Mancos clinic stuck in grant-funding Catch-22

Aug. 21, 2001

By Tom Vaughan
Mancos Times Editor

Supporters of a community health clinic in Mancos were dealt a severe blow when the third and final round of New Start/Expansion grants for fiscal year 2001 was announced Aug. 15. Mancos didn’t make the list.

Ironically, Mike Guillette received a call on Aug. 17 from Chris Wiant, president of the Caring for Colorado Foundation, announcing the award of a $150,000 Caring for Colorado grant to remodel the former clinic building — contingent on winning the federal grant.

The $500,000 grant from the Department of Health and Human Services was sought by Valley-Wide Health Services, Inc., of Alamosa, to begin operation of a community health clinic in Mancos. The proposed site is the former clinic building on E. Railroad Avenue, presently owned by Michael and Alice O’Traynor.

The Montezuma County Hospital District board agreed to lease the building on a short-term basis in order to hold it for clinic use if the grant came through. They also agreed to sponsor a USDA loan and to pick up the sponsorship of the request to the Caring for Colorado Foundation, which Mancos Valley Resources originally sponsored.
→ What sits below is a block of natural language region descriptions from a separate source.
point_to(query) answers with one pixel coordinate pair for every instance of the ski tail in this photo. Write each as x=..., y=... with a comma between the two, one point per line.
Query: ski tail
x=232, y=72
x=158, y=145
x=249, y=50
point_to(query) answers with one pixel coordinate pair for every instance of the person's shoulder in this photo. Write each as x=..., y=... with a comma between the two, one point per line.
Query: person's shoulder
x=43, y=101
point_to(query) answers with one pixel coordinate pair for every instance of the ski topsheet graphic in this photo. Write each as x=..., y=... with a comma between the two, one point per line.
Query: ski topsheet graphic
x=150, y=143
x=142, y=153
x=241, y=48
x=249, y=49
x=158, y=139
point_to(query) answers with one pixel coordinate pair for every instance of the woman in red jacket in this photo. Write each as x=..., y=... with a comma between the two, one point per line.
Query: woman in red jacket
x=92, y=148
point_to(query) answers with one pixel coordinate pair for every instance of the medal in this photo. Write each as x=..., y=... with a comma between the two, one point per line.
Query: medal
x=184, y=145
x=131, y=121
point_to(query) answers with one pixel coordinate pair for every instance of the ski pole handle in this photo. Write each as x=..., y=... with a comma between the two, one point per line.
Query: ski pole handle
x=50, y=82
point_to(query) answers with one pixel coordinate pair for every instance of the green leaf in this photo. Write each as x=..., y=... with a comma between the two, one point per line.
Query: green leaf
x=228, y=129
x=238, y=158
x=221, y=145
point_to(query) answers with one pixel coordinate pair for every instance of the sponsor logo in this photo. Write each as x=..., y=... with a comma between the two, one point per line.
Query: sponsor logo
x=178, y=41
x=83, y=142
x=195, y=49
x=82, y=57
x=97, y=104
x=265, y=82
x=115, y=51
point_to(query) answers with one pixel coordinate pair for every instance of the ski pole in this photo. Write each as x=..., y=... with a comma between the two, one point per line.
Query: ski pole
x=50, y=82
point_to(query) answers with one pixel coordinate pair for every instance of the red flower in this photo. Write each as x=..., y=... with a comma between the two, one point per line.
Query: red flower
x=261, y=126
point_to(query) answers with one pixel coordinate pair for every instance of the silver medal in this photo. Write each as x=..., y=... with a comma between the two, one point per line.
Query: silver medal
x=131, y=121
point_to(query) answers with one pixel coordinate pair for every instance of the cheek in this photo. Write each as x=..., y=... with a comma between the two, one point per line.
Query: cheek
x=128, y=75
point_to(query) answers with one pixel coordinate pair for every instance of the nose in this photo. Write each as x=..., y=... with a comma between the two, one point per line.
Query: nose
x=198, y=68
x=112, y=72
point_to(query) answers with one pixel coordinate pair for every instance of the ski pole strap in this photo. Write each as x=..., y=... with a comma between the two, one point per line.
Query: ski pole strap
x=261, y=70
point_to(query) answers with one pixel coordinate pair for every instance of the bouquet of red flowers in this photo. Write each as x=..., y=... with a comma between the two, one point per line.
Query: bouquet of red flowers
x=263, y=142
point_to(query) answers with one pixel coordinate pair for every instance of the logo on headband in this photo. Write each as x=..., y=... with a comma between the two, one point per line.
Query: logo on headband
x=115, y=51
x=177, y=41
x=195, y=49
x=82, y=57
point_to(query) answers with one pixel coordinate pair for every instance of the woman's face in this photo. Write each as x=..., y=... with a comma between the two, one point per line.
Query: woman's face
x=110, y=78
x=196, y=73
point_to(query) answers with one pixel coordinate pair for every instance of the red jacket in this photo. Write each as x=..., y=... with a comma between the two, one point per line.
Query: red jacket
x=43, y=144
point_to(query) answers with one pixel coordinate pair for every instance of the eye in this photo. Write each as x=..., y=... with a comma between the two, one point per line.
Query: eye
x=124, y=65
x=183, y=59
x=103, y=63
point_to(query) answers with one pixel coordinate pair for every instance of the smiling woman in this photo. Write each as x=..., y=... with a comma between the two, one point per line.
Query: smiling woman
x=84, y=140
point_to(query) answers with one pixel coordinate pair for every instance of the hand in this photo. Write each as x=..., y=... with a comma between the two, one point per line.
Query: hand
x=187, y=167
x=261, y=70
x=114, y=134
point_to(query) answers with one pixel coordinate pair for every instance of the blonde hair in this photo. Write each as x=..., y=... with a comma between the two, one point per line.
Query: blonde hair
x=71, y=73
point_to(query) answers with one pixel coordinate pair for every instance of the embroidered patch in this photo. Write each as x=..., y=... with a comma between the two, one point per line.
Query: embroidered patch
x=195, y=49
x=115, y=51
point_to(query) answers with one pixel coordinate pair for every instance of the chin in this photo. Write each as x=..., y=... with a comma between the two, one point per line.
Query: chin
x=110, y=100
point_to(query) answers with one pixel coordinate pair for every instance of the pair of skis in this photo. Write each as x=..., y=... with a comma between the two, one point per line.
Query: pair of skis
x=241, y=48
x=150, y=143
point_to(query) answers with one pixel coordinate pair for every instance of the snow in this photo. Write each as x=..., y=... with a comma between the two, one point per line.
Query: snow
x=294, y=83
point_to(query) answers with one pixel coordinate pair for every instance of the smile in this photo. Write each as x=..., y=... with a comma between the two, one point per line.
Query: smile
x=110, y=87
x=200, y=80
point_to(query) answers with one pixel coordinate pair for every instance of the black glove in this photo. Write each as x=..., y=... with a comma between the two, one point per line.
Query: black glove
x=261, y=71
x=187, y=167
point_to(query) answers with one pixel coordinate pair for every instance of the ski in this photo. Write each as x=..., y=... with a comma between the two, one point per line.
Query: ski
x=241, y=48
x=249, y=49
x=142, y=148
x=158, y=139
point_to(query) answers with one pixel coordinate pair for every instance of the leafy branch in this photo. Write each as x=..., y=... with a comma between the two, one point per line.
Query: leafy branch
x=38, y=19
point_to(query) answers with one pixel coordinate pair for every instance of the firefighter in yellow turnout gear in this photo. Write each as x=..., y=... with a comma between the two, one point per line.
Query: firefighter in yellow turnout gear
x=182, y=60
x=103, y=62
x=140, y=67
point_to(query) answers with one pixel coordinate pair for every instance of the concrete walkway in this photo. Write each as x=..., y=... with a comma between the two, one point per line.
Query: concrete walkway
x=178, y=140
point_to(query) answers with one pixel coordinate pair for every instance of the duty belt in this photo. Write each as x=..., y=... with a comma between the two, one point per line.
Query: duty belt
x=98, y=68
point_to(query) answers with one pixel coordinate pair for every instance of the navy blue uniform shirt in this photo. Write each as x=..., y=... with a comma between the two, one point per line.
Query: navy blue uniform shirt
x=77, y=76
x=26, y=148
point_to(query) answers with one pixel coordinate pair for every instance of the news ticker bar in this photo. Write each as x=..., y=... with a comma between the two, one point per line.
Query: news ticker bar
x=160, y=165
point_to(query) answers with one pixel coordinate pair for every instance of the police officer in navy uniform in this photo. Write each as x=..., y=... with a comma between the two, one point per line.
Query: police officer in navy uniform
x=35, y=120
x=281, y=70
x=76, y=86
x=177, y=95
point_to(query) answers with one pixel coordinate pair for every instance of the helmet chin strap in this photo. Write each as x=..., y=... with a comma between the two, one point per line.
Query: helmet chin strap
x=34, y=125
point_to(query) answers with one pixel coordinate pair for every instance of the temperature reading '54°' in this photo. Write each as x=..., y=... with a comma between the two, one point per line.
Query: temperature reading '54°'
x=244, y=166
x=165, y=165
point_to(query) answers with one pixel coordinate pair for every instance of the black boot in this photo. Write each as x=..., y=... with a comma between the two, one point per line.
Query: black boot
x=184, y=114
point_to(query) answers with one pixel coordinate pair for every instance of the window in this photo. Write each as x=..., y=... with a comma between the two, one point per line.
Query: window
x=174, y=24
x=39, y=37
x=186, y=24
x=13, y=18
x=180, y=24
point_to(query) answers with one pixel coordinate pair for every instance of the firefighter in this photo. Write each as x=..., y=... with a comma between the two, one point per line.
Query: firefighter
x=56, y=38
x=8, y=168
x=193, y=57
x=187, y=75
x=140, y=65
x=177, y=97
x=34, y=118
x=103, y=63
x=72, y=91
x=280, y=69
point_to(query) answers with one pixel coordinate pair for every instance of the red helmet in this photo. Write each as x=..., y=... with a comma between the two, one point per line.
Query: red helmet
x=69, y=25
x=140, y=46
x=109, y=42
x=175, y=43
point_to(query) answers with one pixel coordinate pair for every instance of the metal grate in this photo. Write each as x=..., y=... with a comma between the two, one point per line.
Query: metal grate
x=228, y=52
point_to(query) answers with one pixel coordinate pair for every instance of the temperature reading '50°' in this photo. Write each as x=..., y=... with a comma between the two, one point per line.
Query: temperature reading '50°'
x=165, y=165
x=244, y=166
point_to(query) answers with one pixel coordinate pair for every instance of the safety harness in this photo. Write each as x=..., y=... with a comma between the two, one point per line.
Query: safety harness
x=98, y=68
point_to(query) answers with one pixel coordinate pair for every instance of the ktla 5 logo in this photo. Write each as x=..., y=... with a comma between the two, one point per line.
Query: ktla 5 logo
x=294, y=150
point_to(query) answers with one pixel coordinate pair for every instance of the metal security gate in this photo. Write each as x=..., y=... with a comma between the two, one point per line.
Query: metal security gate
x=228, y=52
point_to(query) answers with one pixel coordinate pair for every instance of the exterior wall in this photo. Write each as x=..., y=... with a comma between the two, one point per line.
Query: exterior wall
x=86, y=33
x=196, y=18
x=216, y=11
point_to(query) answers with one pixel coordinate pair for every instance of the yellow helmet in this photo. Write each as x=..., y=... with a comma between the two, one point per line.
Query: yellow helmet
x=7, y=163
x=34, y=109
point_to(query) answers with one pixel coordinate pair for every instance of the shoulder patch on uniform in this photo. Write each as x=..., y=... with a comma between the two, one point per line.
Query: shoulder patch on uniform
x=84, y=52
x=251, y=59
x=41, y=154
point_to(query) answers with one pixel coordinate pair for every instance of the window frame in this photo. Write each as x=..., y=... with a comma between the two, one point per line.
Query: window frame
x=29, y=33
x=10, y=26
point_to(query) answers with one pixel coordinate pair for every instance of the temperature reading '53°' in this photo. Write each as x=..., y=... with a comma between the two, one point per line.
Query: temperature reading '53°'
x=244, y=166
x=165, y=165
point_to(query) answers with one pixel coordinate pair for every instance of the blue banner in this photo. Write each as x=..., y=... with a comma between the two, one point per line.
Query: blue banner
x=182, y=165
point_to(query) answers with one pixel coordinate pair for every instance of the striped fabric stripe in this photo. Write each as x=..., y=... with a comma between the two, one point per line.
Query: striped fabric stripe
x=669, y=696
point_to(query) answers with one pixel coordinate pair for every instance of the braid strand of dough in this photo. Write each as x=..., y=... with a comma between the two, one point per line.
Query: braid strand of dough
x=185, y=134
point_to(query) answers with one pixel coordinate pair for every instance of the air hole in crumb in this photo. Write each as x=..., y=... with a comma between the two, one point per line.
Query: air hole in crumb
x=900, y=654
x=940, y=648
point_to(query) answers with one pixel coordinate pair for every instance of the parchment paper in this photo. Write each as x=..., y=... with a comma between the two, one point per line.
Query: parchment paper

MCHD board president Randy Smith, on being apprised of the absence of the Mancos clinic in the third round of funding, said Monday, "I’m very disappointed." He stated that he would go ahead and sign the USDA loan application to keep the options open, but added, "We need to regroup and look at the options."

Valley-Wide CEO Marguerite Salazar, interviewed in Alamosa Friday, said she was trying to find out from HHS personnel in Washington why the application, which had been approved, was not funded. She wants to find out, "What’s wrong with this proposal?" in order to be in a better position if a second application is submitted.

As a practical strategy, Salazar plans to submit a request to get Mancos included in Valley-Wide’s "scope of services" (which would make it legal for VWHS to provide care in Mancos), redo the budget with an eye to finding other sources quickly for startup money to get a clinic open and operating, and re-apply for federal funding.

Jerry Wheeler, a program director in the Denver office of the Bureau of Primary Health Care (the HHS branch providing the New Start/Expansion grants) didn’t close the door when asked Monday about possible approval yet this fiscal year.

"All applications go through an Objective Review Committee," which ranks the requests on the basis of a scoring system, Wheeler said. That review determined that the Mancos grant was approved for funding, but the funding available has so far not reached down to where Mancos waits on the approved list.

There is a possibility, Wheeler acknowledged, that year-end money may still be available before Sept. 30, the end of this fiscal year. If that doesn’t happen, the Mancos proposal would have to submitted anew, with the first announcement of funding not likely until March 2002.